PCIe 6.0 Specification finalized in 2021 and 4 times faster than PCIe 4.0

Discussion in 'Frontpage news' started by Hilbert Hagedoorn, Jun 11, 2020.

  1. Fox2232

    Fox2232 Ancient Guru

    Messages:
    11,803
    Likes Received:
    3,358
    GPU:
    6900XT+AW@240Hz
    I think AMD will be ready. But I also think that they'll not release products where they will expect very low sales.
    And that brings us to DDR4 vs DDR5 performance per $.
    People can buy DDR4 4000MHz CL19 for just 50% more than 3600MHz CL17. Both at lower end of price spectrum.
    If DDR5 can match performance per $ there, everything will be ready for release.
    We'll get Zen3... higher IPC, likely higher clock => higher potential fps.
    Then AM5 gets Zen4... rinse and repeat above.
     
  2. Alessio1989

    Alessio1989 Ancient Guru

    Messages:
    1,956
    Likes Received:
    547
    GPU:
    .
    When PCI-E 6.0 will be released for consumer devices, cards like 2080Ti will be no more a reference.
     
  3. schmidtbag

    schmidtbag Ancient Guru

    Messages:
    5,812
    Likes Received:
    2,238
    GPU:
    HIS R9 290
    Agreed; exactly my point.
     
  4. DmitryKo

    DmitryKo Master Guru

    Messages:
    376
    Likes Received:
    123
    GPU:
    ASUS RX 5700 XT TUF
    It's digital since it consumes a stream of bits. Most digital modulaton schemes encode several bits, but internal buses typicaly use simpler line code with baseband (unmodulated) signal.

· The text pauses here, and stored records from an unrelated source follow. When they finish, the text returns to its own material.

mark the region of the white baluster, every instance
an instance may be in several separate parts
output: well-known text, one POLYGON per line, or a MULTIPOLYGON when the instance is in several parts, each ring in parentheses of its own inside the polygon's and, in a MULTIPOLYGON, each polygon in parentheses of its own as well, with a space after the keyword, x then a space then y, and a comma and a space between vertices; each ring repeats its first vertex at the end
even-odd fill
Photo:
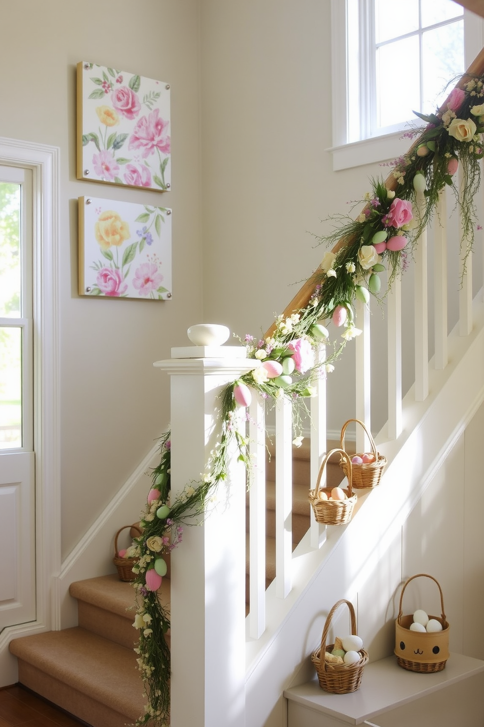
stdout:
POLYGON ((447 199, 446 190, 439 195, 434 216, 434 308, 435 369, 445 369, 447 353, 447 199))
MULTIPOLYGON (((417 192, 417 214, 425 204, 423 192, 417 192)), ((427 228, 415 249, 415 401, 424 401, 429 393, 428 293, 427 228)))
MULTIPOLYGON (((356 301, 356 327, 363 332, 356 337, 356 419, 370 430, 371 364, 369 305, 356 301)), ((370 443, 363 427, 356 427, 356 451, 369 451, 370 443)))
MULTIPOLYGON (((316 363, 322 363, 326 358, 326 347, 321 345, 316 352, 316 363)), ((314 383, 316 395, 311 400, 311 482, 310 489, 313 490, 319 474, 319 469, 323 462, 324 454, 327 449, 327 397, 326 397, 326 373, 319 377, 314 383)), ((323 473, 321 487, 326 486, 326 469, 323 473)), ((318 523, 314 517, 313 508, 311 508, 311 547, 317 550, 326 541, 326 525, 318 523)))
POLYGON ((402 296, 401 278, 397 276, 388 293, 388 438, 397 439, 402 431, 402 296))
POLYGON ((287 397, 276 404, 276 595, 292 588, 292 405, 287 397))
POLYGON ((249 635, 266 630, 266 419, 264 400, 253 396, 249 408, 252 478, 249 490, 249 635))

    It's 128 GByte/s in one direction.
    One possible application is seamless texture and geometry streaming from disk, where you map all your resources into virtual memory and let the OS memory manager physically load them on-demand. Or a local NVMe/Flash memory buffer to store textures on the video card, like in the Radeon Pro SSG.

    It did stick because there was no progress on the next version of the standard.

    On the desktop it's always going to be the latest and the greatest - that's PCIe 5.0 in early 2022, PCIe 6.0 in 2024-2025.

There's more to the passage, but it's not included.